Many New Yorkers looked on with anxiety as preparedness transformed the NYPD into what resembled a militarized occupation of the city. In one training exercise, police were sent to Staten Island in companies of 350 men, given military rifle and tactics training, and forced to defend a fort during a “sham battle.” On October 17, 1916, the NYPD paraded down Fifth Avenue in a fashion they had never done before. Gone were the signature blue uniforms, or the batons hanging from their belt. Now, New Yorkers saw their neighborhood police officers clad in khaki military-style uniforms with rifles on their shoulders and mounted machine guns being pulled on tripods. “We ask Commissioner Woods—WHAT IS THE REASON FOR THIS ARMY EQUIPMENT,” read one letter in The Call. “New York’s police are becoming more militaristic all the time. They are becoming more like cossacks. With the mounted cops, the machine-gun cops, the cops with rifles, New York cops are getting to look more like an army than a police force. WHAT FOR?”
One thing that had supposedly set the United States apart from their would-be tyrannical adversaries in Germany and Austria-Hungry was the alleged benevolence of its police force. Some units of the multi-faceted German police looked more like soldiers than beat cops and it was often their job to maintain order by use of violence, indefinite detention without a trail, and even torture. Despite the fact that the lived experience for many Black New Yorkers may not have been entirely different from the most brutally treated German citizens, law enforcement in the United States was still symbolically, if not legally, opposed to such extreme and militaristic tactics.

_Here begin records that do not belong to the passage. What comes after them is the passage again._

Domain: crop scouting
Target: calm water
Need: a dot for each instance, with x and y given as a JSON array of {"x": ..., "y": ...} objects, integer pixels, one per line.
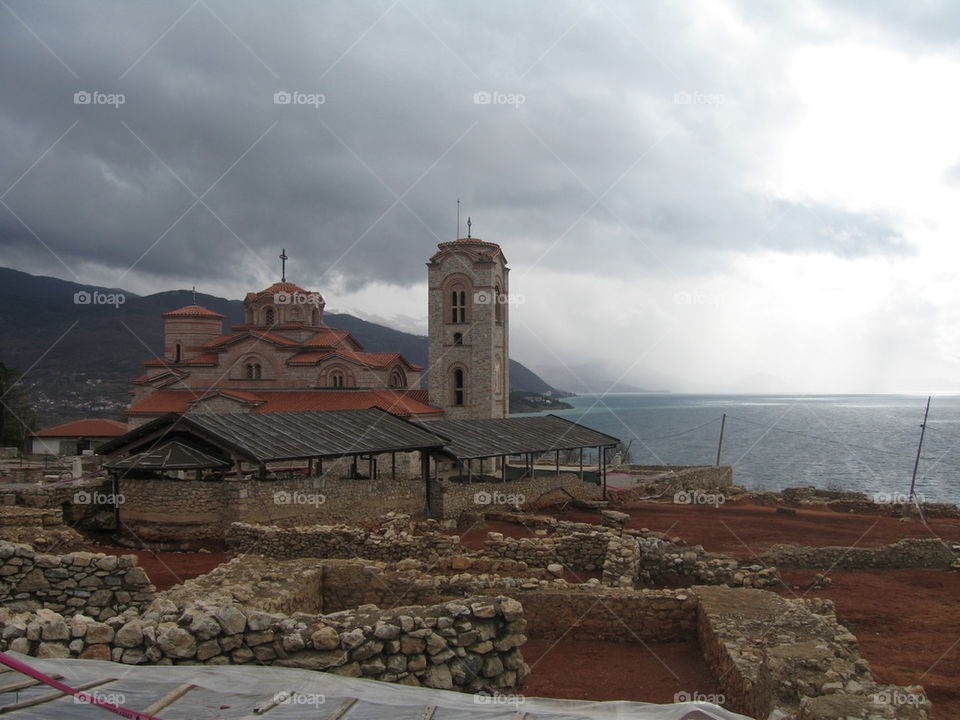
[{"x": 850, "y": 442}]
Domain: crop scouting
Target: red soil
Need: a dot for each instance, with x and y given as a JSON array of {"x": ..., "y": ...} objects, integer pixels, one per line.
[
  {"x": 598, "y": 670},
  {"x": 166, "y": 569},
  {"x": 907, "y": 624},
  {"x": 907, "y": 621},
  {"x": 745, "y": 529}
]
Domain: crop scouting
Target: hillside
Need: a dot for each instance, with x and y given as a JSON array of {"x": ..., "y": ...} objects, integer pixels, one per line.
[{"x": 80, "y": 358}]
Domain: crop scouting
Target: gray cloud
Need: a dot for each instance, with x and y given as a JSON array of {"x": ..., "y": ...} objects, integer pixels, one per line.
[{"x": 604, "y": 111}]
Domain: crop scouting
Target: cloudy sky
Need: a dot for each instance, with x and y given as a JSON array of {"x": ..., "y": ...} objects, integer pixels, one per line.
[{"x": 701, "y": 196}]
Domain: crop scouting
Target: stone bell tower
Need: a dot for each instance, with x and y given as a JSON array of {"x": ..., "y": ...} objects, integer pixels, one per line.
[{"x": 469, "y": 329}]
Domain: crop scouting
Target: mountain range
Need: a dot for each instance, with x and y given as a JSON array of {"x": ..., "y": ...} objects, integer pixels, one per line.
[{"x": 78, "y": 359}]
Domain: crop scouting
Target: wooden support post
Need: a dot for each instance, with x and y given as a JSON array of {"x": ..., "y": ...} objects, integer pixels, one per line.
[
  {"x": 603, "y": 469},
  {"x": 425, "y": 472}
]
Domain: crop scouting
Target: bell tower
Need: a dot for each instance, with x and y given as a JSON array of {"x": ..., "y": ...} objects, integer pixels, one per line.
[{"x": 469, "y": 323}]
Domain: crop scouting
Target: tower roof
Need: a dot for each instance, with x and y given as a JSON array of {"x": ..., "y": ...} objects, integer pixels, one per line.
[{"x": 197, "y": 311}]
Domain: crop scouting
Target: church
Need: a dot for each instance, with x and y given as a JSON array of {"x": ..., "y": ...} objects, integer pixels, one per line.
[{"x": 284, "y": 357}]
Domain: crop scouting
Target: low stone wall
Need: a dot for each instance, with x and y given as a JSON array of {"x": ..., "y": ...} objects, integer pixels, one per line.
[
  {"x": 95, "y": 584},
  {"x": 622, "y": 564},
  {"x": 906, "y": 553},
  {"x": 576, "y": 549},
  {"x": 770, "y": 653},
  {"x": 668, "y": 479},
  {"x": 470, "y": 645},
  {"x": 388, "y": 543},
  {"x": 454, "y": 499}
]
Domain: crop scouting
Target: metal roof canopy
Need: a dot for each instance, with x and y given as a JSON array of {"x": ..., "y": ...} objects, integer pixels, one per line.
[
  {"x": 171, "y": 455},
  {"x": 264, "y": 437},
  {"x": 496, "y": 437}
]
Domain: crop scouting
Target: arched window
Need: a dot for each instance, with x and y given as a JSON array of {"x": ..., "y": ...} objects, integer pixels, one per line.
[
  {"x": 458, "y": 306},
  {"x": 459, "y": 387}
]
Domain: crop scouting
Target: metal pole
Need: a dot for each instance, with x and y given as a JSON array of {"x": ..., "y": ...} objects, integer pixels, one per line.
[
  {"x": 723, "y": 424},
  {"x": 916, "y": 464}
]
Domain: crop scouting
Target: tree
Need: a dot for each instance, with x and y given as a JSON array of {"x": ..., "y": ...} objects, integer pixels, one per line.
[{"x": 17, "y": 415}]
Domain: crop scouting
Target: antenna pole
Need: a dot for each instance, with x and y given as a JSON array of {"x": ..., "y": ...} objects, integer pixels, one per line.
[
  {"x": 723, "y": 423},
  {"x": 916, "y": 464}
]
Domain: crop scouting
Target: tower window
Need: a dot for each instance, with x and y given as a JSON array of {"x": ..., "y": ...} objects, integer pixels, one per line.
[
  {"x": 458, "y": 306},
  {"x": 459, "y": 387}
]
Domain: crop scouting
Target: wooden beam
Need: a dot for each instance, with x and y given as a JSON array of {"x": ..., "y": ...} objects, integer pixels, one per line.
[
  {"x": 49, "y": 697},
  {"x": 169, "y": 699},
  {"x": 22, "y": 684}
]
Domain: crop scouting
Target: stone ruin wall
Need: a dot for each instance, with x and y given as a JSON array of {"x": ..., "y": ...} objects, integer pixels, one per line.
[
  {"x": 99, "y": 585},
  {"x": 772, "y": 653},
  {"x": 470, "y": 645}
]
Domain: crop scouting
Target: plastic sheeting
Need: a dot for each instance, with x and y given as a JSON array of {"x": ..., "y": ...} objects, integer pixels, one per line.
[{"x": 235, "y": 691}]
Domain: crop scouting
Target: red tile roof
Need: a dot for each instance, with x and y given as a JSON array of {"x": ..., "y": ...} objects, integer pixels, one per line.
[
  {"x": 94, "y": 427},
  {"x": 194, "y": 311},
  {"x": 398, "y": 402},
  {"x": 201, "y": 359}
]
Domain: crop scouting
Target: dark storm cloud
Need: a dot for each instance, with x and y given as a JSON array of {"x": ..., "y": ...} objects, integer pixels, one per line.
[{"x": 630, "y": 134}]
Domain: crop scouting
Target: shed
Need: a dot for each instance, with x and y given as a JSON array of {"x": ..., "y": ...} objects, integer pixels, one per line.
[{"x": 77, "y": 437}]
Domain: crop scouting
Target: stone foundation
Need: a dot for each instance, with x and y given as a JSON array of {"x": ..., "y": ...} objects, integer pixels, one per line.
[
  {"x": 95, "y": 584},
  {"x": 470, "y": 645}
]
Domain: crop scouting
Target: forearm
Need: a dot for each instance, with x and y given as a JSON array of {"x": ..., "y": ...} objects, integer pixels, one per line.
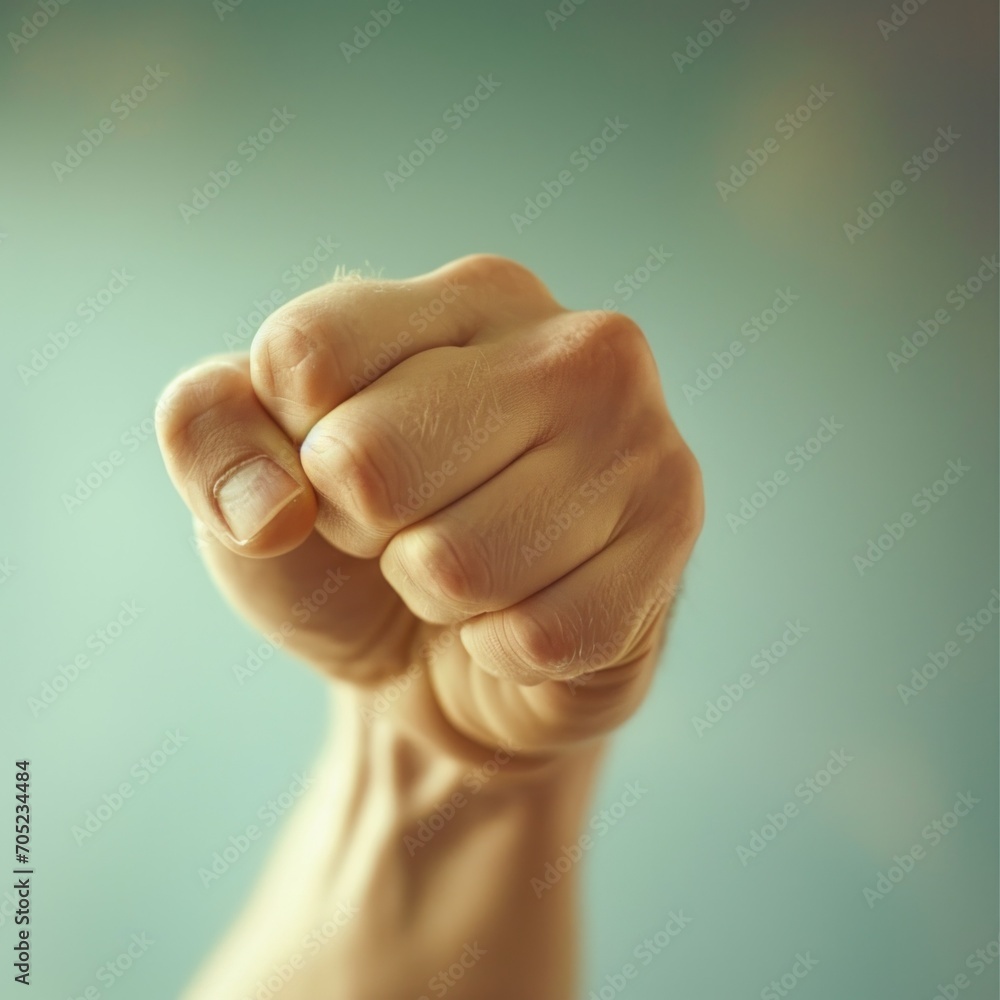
[{"x": 405, "y": 862}]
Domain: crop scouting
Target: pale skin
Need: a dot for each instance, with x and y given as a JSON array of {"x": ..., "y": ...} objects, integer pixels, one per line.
[{"x": 469, "y": 509}]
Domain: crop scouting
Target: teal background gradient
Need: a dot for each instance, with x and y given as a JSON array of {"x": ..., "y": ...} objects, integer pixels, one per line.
[{"x": 194, "y": 280}]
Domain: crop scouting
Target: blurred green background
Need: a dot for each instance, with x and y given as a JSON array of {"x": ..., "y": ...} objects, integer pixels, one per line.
[{"x": 191, "y": 285}]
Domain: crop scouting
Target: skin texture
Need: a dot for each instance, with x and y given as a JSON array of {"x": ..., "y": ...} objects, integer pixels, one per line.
[{"x": 490, "y": 513}]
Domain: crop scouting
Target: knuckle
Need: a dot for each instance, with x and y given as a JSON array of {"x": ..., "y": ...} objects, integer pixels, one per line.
[
  {"x": 501, "y": 273},
  {"x": 291, "y": 358},
  {"x": 192, "y": 396},
  {"x": 542, "y": 642},
  {"x": 602, "y": 347},
  {"x": 456, "y": 567},
  {"x": 351, "y": 472},
  {"x": 609, "y": 335}
]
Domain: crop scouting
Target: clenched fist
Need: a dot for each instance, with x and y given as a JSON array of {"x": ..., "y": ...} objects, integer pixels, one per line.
[{"x": 452, "y": 493}]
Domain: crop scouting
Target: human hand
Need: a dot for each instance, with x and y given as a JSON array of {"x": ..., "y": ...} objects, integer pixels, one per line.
[{"x": 449, "y": 484}]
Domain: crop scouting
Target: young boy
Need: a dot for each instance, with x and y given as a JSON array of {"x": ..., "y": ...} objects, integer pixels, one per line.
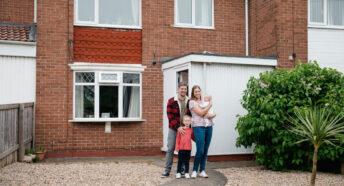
[
  {"x": 183, "y": 147},
  {"x": 207, "y": 99}
]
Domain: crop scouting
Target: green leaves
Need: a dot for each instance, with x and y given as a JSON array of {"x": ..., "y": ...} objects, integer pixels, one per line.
[{"x": 270, "y": 102}]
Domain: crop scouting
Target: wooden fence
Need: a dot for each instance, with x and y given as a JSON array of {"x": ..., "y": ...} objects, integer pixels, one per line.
[{"x": 17, "y": 129}]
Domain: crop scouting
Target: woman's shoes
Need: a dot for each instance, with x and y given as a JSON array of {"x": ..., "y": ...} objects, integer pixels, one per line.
[
  {"x": 203, "y": 174},
  {"x": 194, "y": 174}
]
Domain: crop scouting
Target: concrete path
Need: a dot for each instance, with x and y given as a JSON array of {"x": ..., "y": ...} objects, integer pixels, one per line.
[{"x": 215, "y": 178}]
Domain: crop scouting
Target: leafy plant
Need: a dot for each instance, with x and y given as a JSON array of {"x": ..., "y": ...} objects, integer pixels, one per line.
[
  {"x": 275, "y": 94},
  {"x": 318, "y": 126},
  {"x": 40, "y": 149}
]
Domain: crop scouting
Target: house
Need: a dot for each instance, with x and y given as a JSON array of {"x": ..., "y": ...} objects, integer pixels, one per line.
[{"x": 100, "y": 64}]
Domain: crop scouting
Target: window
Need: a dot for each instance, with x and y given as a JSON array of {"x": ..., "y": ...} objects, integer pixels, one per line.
[
  {"x": 115, "y": 99},
  {"x": 326, "y": 12},
  {"x": 194, "y": 13},
  {"x": 108, "y": 13}
]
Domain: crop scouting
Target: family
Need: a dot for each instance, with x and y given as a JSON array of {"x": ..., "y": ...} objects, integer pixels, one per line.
[{"x": 189, "y": 119}]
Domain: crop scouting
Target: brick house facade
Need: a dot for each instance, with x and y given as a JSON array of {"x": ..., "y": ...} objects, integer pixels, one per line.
[{"x": 275, "y": 28}]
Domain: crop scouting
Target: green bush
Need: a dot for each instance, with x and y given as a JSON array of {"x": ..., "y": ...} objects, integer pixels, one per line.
[{"x": 271, "y": 98}]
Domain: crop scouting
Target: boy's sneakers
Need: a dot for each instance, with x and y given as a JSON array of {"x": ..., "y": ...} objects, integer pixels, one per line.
[
  {"x": 187, "y": 176},
  {"x": 194, "y": 174},
  {"x": 203, "y": 174},
  {"x": 166, "y": 174}
]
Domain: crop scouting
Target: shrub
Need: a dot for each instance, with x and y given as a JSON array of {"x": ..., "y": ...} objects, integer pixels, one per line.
[{"x": 272, "y": 97}]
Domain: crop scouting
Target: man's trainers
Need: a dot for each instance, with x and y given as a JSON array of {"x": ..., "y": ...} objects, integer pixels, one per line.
[
  {"x": 203, "y": 174},
  {"x": 165, "y": 175},
  {"x": 187, "y": 176},
  {"x": 194, "y": 174}
]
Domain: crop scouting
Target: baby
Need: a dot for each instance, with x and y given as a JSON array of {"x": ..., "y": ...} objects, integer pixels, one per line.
[{"x": 206, "y": 101}]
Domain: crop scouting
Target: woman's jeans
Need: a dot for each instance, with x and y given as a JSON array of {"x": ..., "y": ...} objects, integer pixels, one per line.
[
  {"x": 203, "y": 137},
  {"x": 183, "y": 158}
]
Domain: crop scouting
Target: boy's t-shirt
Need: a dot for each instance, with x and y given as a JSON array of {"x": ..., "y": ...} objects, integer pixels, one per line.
[{"x": 183, "y": 142}]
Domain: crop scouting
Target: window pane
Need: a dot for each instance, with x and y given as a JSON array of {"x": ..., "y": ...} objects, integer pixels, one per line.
[
  {"x": 108, "y": 101},
  {"x": 131, "y": 78},
  {"x": 119, "y": 12},
  {"x": 84, "y": 77},
  {"x": 84, "y": 101},
  {"x": 184, "y": 11},
  {"x": 131, "y": 102},
  {"x": 86, "y": 10},
  {"x": 109, "y": 77},
  {"x": 204, "y": 12},
  {"x": 317, "y": 11},
  {"x": 335, "y": 10}
]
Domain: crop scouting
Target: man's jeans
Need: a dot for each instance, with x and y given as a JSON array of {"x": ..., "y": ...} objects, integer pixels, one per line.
[
  {"x": 171, "y": 142},
  {"x": 203, "y": 137}
]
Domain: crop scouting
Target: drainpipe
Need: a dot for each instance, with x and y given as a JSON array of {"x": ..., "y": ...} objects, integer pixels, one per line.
[
  {"x": 246, "y": 25},
  {"x": 204, "y": 79}
]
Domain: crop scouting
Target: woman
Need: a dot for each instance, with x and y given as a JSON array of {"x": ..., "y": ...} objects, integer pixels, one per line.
[{"x": 202, "y": 134}]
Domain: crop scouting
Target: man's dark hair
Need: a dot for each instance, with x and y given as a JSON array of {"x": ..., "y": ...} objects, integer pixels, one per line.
[{"x": 182, "y": 84}]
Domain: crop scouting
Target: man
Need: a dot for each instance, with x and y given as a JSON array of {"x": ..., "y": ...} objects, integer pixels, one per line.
[{"x": 177, "y": 107}]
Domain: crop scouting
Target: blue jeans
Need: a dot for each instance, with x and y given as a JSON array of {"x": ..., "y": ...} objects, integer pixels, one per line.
[{"x": 203, "y": 137}]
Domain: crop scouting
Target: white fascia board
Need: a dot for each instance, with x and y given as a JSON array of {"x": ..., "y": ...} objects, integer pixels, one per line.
[
  {"x": 81, "y": 66},
  {"x": 17, "y": 48},
  {"x": 220, "y": 59}
]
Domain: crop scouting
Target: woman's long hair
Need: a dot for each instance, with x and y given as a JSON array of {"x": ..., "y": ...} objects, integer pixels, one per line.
[{"x": 192, "y": 92}]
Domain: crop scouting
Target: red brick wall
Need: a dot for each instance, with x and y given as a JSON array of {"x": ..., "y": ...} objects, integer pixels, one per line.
[
  {"x": 54, "y": 94},
  {"x": 107, "y": 45},
  {"x": 17, "y": 11},
  {"x": 274, "y": 30},
  {"x": 54, "y": 102}
]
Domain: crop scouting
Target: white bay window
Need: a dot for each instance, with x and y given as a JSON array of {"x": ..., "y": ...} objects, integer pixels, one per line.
[
  {"x": 107, "y": 95},
  {"x": 108, "y": 13},
  {"x": 328, "y": 13},
  {"x": 194, "y": 13}
]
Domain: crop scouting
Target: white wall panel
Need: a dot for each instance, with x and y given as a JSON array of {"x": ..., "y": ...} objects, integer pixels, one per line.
[
  {"x": 226, "y": 83},
  {"x": 17, "y": 79},
  {"x": 326, "y": 46}
]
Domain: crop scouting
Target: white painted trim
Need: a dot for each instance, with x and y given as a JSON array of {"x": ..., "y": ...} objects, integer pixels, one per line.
[
  {"x": 17, "y": 48},
  {"x": 193, "y": 17},
  {"x": 108, "y": 119},
  {"x": 81, "y": 66},
  {"x": 219, "y": 59},
  {"x": 326, "y": 27},
  {"x": 95, "y": 23}
]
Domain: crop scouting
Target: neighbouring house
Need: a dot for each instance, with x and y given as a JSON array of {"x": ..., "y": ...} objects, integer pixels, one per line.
[{"x": 105, "y": 69}]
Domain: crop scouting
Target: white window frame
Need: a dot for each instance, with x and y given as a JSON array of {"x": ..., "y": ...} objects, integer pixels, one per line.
[
  {"x": 96, "y": 23},
  {"x": 323, "y": 24},
  {"x": 112, "y": 68},
  {"x": 193, "y": 24}
]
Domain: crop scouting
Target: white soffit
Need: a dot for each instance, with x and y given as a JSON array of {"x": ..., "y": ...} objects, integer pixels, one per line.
[
  {"x": 17, "y": 48},
  {"x": 81, "y": 66},
  {"x": 220, "y": 59}
]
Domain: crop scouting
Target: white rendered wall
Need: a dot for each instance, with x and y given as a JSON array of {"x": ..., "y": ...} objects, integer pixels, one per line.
[
  {"x": 326, "y": 46},
  {"x": 17, "y": 79},
  {"x": 226, "y": 83}
]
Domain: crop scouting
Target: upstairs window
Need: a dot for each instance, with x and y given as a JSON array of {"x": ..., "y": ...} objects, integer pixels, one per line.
[
  {"x": 108, "y": 13},
  {"x": 194, "y": 13},
  {"x": 326, "y": 12}
]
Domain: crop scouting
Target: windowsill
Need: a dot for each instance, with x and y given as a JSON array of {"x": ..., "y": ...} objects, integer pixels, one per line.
[
  {"x": 326, "y": 27},
  {"x": 80, "y": 120},
  {"x": 108, "y": 26},
  {"x": 195, "y": 27}
]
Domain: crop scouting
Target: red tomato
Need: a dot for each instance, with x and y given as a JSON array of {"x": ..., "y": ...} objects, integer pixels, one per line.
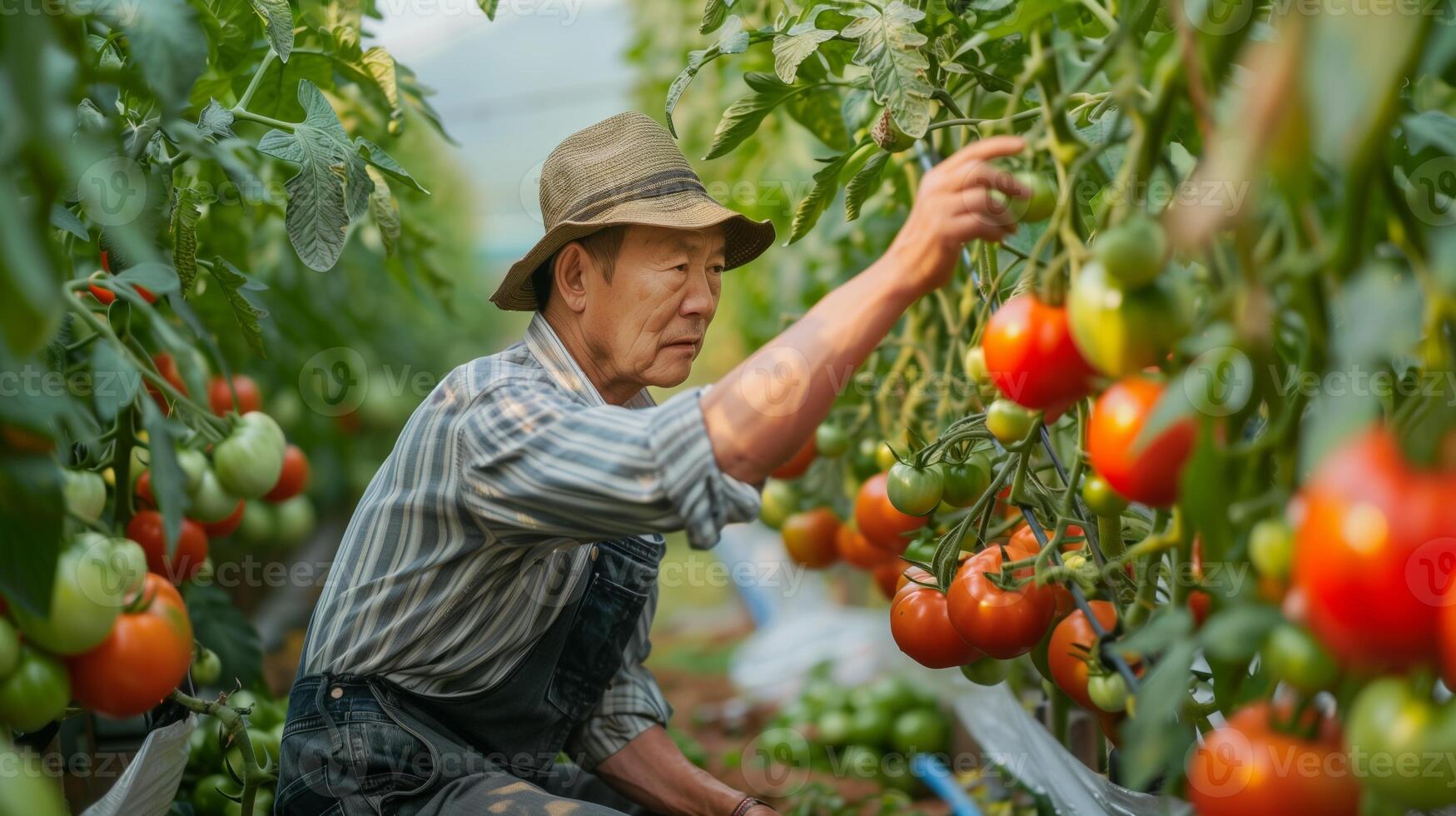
[
  {"x": 147, "y": 530},
  {"x": 1374, "y": 553},
  {"x": 1247, "y": 767},
  {"x": 810, "y": 538},
  {"x": 226, "y": 526},
  {"x": 857, "y": 550},
  {"x": 1148, "y": 474},
  {"x": 168, "y": 367},
  {"x": 878, "y": 519},
  {"x": 220, "y": 398},
  {"x": 997, "y": 623},
  {"x": 293, "y": 478},
  {"x": 142, "y": 660},
  {"x": 1072, "y": 643},
  {"x": 1031, "y": 357},
  {"x": 922, "y": 629}
]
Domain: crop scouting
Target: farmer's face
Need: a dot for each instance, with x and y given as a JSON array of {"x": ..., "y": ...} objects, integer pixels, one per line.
[{"x": 648, "y": 321}]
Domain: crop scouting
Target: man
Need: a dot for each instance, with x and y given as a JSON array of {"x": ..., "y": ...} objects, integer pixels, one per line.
[{"x": 491, "y": 600}]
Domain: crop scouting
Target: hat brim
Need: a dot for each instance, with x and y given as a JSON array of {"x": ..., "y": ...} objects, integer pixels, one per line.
[{"x": 744, "y": 238}]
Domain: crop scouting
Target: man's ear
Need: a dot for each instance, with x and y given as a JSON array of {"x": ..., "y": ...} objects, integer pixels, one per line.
[{"x": 571, "y": 276}]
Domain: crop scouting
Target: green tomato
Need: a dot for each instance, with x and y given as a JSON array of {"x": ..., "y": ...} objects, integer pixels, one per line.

As men and as consumers, police were forced to perform preparedness in ways that effected both their wallets and their waistlines. It was during the years leading up to the U.S. entrance into World War I that gymnasiums were built in stationhouses around the city and department administrators obsessively attempted to manage the physique of their officers. Requiring police to cultivate slimmer more disciplined bodies served the dual function of demonstrating a more soldierly appearance while simultaneously promoting food rationing as healthy and eventually, patriotic.